Fed up with the constant rain yesterday we decided we would defy it once again, get our walking boots and waterproof jackets on and go for a walk. We felt like wandering alongside water but as the nearby River Severn and Rea Brook were both flooded we set off for the Montgomery Canal. A half hour drive took us to Welshpool, just into Wales, and surprisingly as we got nearer the rain gave over and we were treated to a dry walk. Dry overhead but very wet and muddy underfoot. I had new walking boots to settle in and make sure they didn’t look new. This was just perfect conditions to knock the shine off them and make them look a bit more lived in and more loved.
The tiny car park at Buttington Wharf holds a half-dozen or so cars and we were surprised to find three others parked up before us. Other lovers of the great outdoors fed up with the rain? On the banks of the canal just through the trees we spied this sculpture of a jolly looking character – David Jones. He was a lime-kiln owner and coal merchant back in the early 1800’s, and we found signs of the kilns nearby. No wonder he looked jolly – he must have been a rich man. A symbol based on his working lime kilns was cut out of the metal information board.
In the surrounding greenery, well-hidden under trees and bushes we found some old brickwork, the remains of the kiln entrances.
After this discovery we set off along the mud of the towpath under the trees dripping with rain. It looked so inviting. It didn’t disappoint!
The canal side was lined with trees and mature hedgerows, which occasionally opened up to give windows onto the local Welsh countryside.
After the rough weather in the morning wildlife was not much in evidence, the skies empty and the trees quiet but this female Mallard fed busily in the far reed-lined margin. But as the day moved on and with the passing of time the weather improved, birds re-appeared and their celebratory song accompanied us for the rest of our waterside wandering. The Mallard created shimmering shapes in the reflections as she busied herself.
The wild flowers decorating the towpath and canal banks were like sparkling jewels glowing in the dull light.
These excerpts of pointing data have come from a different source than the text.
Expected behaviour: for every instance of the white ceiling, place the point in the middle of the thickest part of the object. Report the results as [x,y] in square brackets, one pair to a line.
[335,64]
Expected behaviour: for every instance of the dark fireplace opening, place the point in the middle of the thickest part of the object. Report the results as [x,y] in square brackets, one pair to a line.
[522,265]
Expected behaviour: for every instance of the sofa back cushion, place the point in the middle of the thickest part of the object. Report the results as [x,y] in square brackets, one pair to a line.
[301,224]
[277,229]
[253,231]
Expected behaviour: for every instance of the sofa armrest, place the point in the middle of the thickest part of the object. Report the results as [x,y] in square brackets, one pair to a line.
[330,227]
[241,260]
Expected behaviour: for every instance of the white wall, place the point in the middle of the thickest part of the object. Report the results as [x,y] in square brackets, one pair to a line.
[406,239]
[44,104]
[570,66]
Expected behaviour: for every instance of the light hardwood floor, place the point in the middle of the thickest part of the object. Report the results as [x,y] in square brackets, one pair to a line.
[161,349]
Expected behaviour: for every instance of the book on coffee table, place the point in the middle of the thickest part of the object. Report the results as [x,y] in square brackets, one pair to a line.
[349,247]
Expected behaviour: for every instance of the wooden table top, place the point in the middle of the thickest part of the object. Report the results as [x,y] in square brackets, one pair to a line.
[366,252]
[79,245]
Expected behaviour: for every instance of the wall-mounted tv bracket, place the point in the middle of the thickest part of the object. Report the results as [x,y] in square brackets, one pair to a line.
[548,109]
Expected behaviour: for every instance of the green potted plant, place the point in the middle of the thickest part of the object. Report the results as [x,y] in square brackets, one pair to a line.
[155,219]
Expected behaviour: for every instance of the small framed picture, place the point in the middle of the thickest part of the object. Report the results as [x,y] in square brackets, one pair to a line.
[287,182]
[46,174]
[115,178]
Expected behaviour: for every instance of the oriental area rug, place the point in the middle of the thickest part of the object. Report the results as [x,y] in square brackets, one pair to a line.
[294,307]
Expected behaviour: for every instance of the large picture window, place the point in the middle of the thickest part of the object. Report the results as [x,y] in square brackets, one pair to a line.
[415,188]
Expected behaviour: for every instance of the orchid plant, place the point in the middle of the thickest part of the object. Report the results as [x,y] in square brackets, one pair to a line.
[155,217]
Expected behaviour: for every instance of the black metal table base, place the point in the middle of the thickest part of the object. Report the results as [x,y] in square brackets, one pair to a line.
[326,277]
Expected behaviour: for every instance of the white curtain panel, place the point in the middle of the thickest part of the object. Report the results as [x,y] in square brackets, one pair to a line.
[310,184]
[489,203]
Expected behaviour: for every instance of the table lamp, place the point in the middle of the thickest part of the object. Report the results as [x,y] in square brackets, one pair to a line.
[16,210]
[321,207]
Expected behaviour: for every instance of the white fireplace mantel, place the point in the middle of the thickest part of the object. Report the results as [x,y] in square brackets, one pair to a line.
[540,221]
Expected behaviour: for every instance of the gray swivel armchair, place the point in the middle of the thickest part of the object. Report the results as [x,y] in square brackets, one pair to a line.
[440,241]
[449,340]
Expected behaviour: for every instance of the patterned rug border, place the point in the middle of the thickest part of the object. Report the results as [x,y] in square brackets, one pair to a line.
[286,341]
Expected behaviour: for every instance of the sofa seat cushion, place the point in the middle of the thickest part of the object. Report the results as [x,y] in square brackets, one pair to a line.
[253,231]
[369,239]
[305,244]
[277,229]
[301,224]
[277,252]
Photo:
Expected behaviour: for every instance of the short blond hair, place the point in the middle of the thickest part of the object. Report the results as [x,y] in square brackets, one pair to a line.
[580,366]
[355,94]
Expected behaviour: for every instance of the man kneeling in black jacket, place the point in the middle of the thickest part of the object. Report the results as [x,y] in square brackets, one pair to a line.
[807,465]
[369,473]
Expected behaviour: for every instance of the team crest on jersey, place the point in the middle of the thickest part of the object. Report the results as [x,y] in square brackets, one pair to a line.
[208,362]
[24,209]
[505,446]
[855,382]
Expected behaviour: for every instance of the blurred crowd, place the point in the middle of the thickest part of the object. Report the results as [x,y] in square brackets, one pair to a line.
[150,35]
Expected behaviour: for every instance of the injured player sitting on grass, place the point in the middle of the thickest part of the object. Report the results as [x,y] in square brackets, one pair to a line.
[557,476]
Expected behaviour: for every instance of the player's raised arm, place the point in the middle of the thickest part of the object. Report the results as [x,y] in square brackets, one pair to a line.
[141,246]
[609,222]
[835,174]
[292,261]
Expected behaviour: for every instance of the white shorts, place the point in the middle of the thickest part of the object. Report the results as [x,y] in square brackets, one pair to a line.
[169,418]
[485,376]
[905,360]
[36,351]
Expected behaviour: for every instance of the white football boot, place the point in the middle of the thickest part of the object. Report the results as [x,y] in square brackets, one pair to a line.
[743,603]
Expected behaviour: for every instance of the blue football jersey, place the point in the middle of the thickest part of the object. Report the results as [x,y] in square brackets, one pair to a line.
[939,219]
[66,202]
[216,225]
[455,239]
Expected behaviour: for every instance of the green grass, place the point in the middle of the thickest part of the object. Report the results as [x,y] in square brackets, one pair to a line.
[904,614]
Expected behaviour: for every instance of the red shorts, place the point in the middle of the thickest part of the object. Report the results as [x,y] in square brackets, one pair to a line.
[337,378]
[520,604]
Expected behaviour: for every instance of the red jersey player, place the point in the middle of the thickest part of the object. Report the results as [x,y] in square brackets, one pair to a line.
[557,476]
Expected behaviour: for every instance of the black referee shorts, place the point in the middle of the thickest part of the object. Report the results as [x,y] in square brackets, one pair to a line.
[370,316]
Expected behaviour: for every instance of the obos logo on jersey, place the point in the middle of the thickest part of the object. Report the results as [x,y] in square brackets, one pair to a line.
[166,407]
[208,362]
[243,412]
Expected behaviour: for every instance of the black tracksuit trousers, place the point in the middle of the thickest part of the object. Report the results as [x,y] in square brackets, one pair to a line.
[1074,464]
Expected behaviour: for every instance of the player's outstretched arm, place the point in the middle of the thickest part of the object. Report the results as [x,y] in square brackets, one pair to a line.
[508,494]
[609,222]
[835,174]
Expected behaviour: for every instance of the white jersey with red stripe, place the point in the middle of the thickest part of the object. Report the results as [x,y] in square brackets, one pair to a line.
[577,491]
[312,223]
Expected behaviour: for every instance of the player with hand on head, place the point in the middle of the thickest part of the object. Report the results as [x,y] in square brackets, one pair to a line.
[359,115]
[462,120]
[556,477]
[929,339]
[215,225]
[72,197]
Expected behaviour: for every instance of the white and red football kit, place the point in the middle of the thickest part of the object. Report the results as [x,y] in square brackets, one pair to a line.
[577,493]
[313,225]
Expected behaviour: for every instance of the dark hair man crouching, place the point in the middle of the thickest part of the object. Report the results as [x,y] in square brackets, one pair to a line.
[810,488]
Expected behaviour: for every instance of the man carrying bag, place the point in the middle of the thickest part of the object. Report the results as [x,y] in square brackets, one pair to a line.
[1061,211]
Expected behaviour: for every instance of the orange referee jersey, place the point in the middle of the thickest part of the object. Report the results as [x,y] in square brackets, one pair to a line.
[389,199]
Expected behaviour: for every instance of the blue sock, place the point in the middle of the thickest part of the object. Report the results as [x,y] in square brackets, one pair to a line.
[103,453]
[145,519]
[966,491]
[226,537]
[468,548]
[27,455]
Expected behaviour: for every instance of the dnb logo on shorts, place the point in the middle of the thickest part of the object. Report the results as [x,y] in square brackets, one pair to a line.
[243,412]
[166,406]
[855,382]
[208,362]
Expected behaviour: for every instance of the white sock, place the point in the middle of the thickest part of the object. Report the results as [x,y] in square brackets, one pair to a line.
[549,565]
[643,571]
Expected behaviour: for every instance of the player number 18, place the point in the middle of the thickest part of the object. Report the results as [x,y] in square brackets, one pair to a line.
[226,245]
One wild flower shone out like a yellow globe having burst through the surface of the water – one of our native waterlilies.
As we walked, on the light changed and the canal surface reflected the bankside vegetation, the boats moored up against its side and the canal structures.
Half way along our outward journey a coffee stop called and we leant on a gate near a swing bridge and rested awhile.
As we ambled onwards the land alongside the canal opened up and through bankside trees we could view farmland. The thin line of trees appeared as silhouetted sinuous shapes, emphasised by their reflections mirrored on the water. My camera and I enjoyed the challenge presented when trying to get a reasonable shot of reflections.
The countryside changed as we continued our ramblings and each opportunity of a broad landscape view, afforded us by breaks in the vegetation was appreciated.
We reached the lock at Pool Quay, the point in our walk where we decided to turn back.
As we enjoyed our exploration of Pool Quay lock and the break from walking the rain returned. The little wooden gate invited us to begin our journey back especially as the tree-lined bank promised shelter.